Montenegro 1 (français)

Je ne sais plus quand ce rêve a commencé. J’étais sur la terrasse de l’hôtel, je buvais un Spritz au citron. Tu as pris un taxi à l’aéroport de Podgorica. La route de l’aéroport a de nombreux virages mais tu regardais les vignobles et tu n’as pas eu peur. Je t’ai souri, j’ai jeté mon Spritz par le balcon. Je crois qu’il est tombé sur un chat et tu as froncé les sourcils. Je ne sais plus ce qu’il s’est passé ensuite.

Le jour éclaboussait la place d’armes de Koto, le lion ailé monumental nous regardait. J’avais le vertige mais je n’ai pas lâché ta main une minute, pas même quand la tour de l’horloge s’est faite menaçante. Nous sommes entrés dans la cathédrale, et les ombres dansaient devant les bougies. J’ai regardé les vitraux, une averse tombait déjà dehors, puis, à nouveau, le soleil est revenu nous sourire.

Le soir, le port était noir de monde, alors je t’ai emmené loin de la musique, derrière un arbre. J’ai conduit jusqu’à la vieille ville de Herceg Novi et je t’ai enlacé devant la tour sanguinaire. Longtemps, nous avons attendu que des fantômes viennent ébouriffer nos cheveux. Le soir chutait comme mes cheveux sur tes épaules et nous avons reprit la route.

Le maréchal Tito semblait hanter les esprits des villageois, et l’air était moite. J’ai léché une glace – quel parfum ? Sans doute framboise – et j’en ai mis sur ta chemise mais tu ne l’a pas remarqué. De vieilles dames qui jouaient aux cartes nous regardaient.

La mer s’est enfin déshabillée devant les bateaux étourdis par l’écume et nous avons pris l’un d’eux pour traverser le détroit à Igalo. A Perast, les palais vénitiens nous ont rappelé que la passion n’est pas le seul stigmate de la beauté et que les cieux sont parfois sincères avec ceux qui osent aimer l’art jusqu’à donner leur vie.

J’ai attendu que la nuit tombe pour t’emmener sur la plage de Sveti Stefan.
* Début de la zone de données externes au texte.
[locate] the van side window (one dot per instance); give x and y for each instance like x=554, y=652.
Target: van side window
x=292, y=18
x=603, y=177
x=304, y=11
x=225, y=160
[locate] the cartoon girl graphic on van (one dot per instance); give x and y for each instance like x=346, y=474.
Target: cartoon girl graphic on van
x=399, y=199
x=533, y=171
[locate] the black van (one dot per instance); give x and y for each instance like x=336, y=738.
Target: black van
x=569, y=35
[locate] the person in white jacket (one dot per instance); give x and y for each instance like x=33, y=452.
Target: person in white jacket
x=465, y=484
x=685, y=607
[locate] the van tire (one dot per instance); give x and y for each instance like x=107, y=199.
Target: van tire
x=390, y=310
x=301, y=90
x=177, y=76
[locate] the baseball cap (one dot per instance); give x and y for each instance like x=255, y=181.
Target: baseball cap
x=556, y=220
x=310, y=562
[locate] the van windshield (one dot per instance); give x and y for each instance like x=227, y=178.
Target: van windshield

De nombreuses villas chuchotaient, on entendait des verres s’entrechoquer.

Sur le chemin qui mène au port, il y a un mausolée un peu égratigné par le vent. Nous avons dépassé les hôtels de luxe pour grimper sur une colline. Je te suivais, tu marchais un peu vite, tu devenais le vent et j’étais comme une brindille, perdu en toi.

En haut de cette colline, un groupe d’oiseaux noirs nous a chahutés. Le parfum d’une carpe grillée est venu hanter nos narines. D’autres promeneurs remplissaient le tableau pittoresque devant nos yeux.

J’ai cueilli une rose, mais je n’avais pas de vase alors j’ai fait un petit tas de caillou et j’ai éparpillé les pétales dessus.

Le lendemain nous sommes allés nous baigner dans les gorges de la Tara, c’est un canyon plus grand encore que le Colorado, tu sais ? La lumière était envahissante. Les pins parfumaient les gargottes. Des oliveraies avalaient le soleil et le recrachaient en fumées odorantes. J’ai acheté de l’huile à un marchand aveugle,.

Derrière la plage il y avait une ruine, des amants Illyriens ou Slaves ou Turcs sont venus y plonger leurs désirs. J’ai pris ta main et je l’ai posée sur la roche et tu as caressé l’ancienne forteresse, ma main sur la tienne.

Les crimes de l’ère yougoslave ont laissé des traces ici dans les yeux des pécheurs. Pourtant ils nous sourient en jetant leurs filets sur l’eau turquoise. Il n’y a que les édifices flamboyant et modernes qui font mal à la beauté des paysages d’ici.

Ne m’empêche pas d’aller au Casino ce soir, j’aime jouer. Mais je vais te dire un secret, tu es mon joueur préféré et le seul contre lequel j’accepte de tout perdre, la beauté, l’honneur, la littérature. Je t’ai donné mon âme sur le sentier escarpé de la côté adriatique, s’il te plait ne la perd pas en gravissant les mille marches des escaliers d’Herceg Novi qui mènent au paradis.